Blame it on my no-corporal-punishment, public school upbringing, but a nun stuffing a kid into a trash can being “business as usual” took me by surprise. What was less shocking, however, was understanding how Springsteen translated his Catholic school upbringing into his music.
How Bruce Springsteen’s Childhood Experiences With Catholicism Affected His Music
Generally speaking, Bruce Springsteen’s music is not religious. He has used religious imagery in his songwriting, and he admits that he’ll always feel intrinsically tied to his childhood faith. Moreover, Springsteen typically focuses on the darker, grittier sides of life—not the pristine holy spaces of the Catholic church. Nevertheless, one can easily draw a line between his arduous upbringing in Catholic grammar school and the music he wrote as an adult.
He laid the connection out more clearly in Born To Run, writing that his religion “was the world where I found the beginnings of my song. In Catholicism, there existed the poetry, danger, and darkness that were reflected by imagination and the inner self. I found a land of great and harsh beauty, of fantastic stories, of unimaginable punishment and infinite reward. It was a glorious and pathetic place I was either shaped for or fit right into. It has walked alongside me as a walking dream my whole life. So, as a young adult, I tried to make sense of it.”

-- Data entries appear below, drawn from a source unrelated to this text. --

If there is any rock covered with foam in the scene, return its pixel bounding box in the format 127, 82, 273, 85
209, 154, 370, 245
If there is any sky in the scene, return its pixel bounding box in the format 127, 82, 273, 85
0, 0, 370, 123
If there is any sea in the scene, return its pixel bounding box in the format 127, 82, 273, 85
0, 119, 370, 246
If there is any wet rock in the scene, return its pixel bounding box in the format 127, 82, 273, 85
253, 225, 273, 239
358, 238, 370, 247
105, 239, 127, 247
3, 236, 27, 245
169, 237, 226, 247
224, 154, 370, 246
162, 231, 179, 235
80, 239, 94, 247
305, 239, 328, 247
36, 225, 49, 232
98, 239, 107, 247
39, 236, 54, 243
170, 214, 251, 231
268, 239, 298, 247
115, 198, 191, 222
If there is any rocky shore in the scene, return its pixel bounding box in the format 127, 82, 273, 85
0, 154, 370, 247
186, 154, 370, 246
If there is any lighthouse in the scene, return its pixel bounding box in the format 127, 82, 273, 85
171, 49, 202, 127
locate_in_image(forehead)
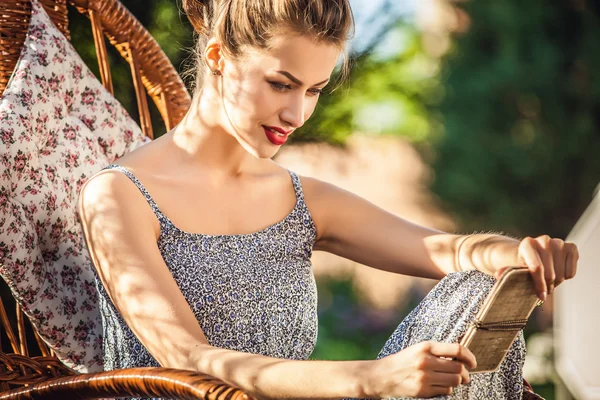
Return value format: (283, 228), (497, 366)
(244, 36), (341, 84)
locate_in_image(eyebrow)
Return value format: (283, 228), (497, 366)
(277, 71), (329, 86)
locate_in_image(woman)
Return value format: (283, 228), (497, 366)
(80, 0), (578, 399)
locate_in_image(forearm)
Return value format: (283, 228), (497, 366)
(190, 345), (371, 399)
(452, 234), (519, 275)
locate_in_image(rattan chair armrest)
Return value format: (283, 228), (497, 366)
(0, 368), (254, 400)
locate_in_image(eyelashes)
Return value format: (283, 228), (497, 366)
(269, 81), (323, 96)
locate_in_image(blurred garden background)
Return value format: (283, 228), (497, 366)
(63, 0), (600, 399)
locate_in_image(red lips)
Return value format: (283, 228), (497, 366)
(263, 126), (292, 146)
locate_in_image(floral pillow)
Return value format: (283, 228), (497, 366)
(0, 0), (147, 372)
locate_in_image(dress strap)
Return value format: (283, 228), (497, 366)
(288, 170), (304, 203)
(103, 164), (169, 223)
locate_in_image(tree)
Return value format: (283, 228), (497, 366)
(433, 0), (600, 237)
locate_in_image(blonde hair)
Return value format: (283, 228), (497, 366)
(183, 0), (354, 94)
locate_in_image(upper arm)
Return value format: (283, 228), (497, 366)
(303, 178), (459, 279)
(79, 171), (207, 369)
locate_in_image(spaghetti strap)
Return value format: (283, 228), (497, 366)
(104, 164), (169, 224)
(288, 170), (304, 203)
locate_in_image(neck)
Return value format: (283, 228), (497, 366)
(172, 85), (259, 177)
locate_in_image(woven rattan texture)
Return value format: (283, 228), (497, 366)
(0, 0), (191, 130)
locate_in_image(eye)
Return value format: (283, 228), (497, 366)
(269, 82), (292, 92)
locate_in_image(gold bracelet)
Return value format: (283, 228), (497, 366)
(454, 234), (473, 272)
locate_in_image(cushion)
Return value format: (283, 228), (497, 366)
(0, 0), (148, 372)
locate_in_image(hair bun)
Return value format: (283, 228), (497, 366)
(183, 0), (211, 35)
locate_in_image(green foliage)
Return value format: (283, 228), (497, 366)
(296, 22), (439, 144)
(433, 0), (600, 236)
(311, 277), (420, 360)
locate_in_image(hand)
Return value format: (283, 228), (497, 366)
(366, 342), (477, 398)
(495, 235), (579, 301)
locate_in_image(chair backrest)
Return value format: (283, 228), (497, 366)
(0, 0), (191, 376)
(0, 0), (191, 138)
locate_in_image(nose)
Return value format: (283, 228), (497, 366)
(280, 96), (306, 129)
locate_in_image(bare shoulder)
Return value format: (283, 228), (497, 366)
(300, 176), (358, 207)
(78, 169), (158, 238)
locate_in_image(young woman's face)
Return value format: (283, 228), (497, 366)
(219, 37), (340, 158)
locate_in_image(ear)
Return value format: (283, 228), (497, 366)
(204, 38), (225, 71)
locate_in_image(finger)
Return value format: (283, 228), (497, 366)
(519, 238), (547, 301)
(430, 372), (463, 387)
(494, 267), (510, 279)
(565, 243), (579, 279)
(432, 358), (470, 383)
(427, 385), (452, 397)
(552, 239), (569, 287)
(430, 342), (477, 369)
(537, 235), (556, 294)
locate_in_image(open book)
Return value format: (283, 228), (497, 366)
(460, 267), (541, 373)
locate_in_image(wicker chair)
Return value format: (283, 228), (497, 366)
(0, 0), (251, 399)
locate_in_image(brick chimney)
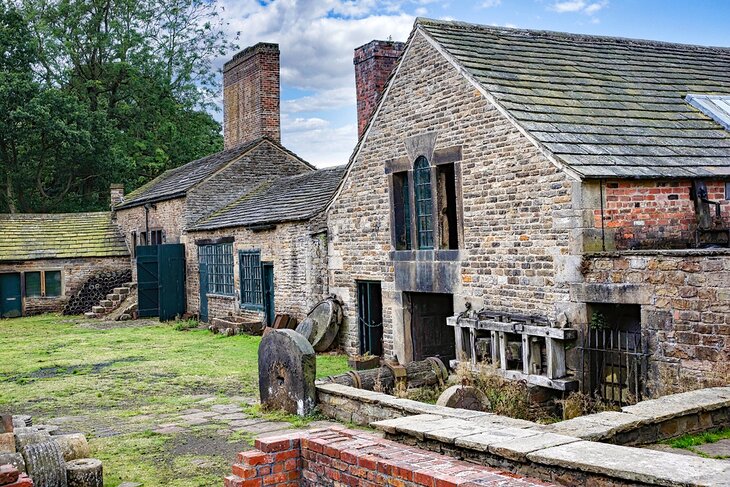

“The way I see it,” he continued, “we ate the apple and Adam, Eve, the rebel Jesus in all his glory and Satan are all part of God’s plan to make men and women out of us, to give us the precious gifts of earth, dirt, sweat, blood, sex, sin, goodness, freedom, captivity, love, fear, life, and death.” And indeed, if Springsteen’s music were to center around anything, it would be these instinctual, double-edged facets of human existence.
As for the heartbreaking image of a kid in a garbage bin, it’s hard not to wonder if the nun who stuffed a young Springsteen into the trash recognized his face when he started his ascent to rock ‘n’ roll royalty.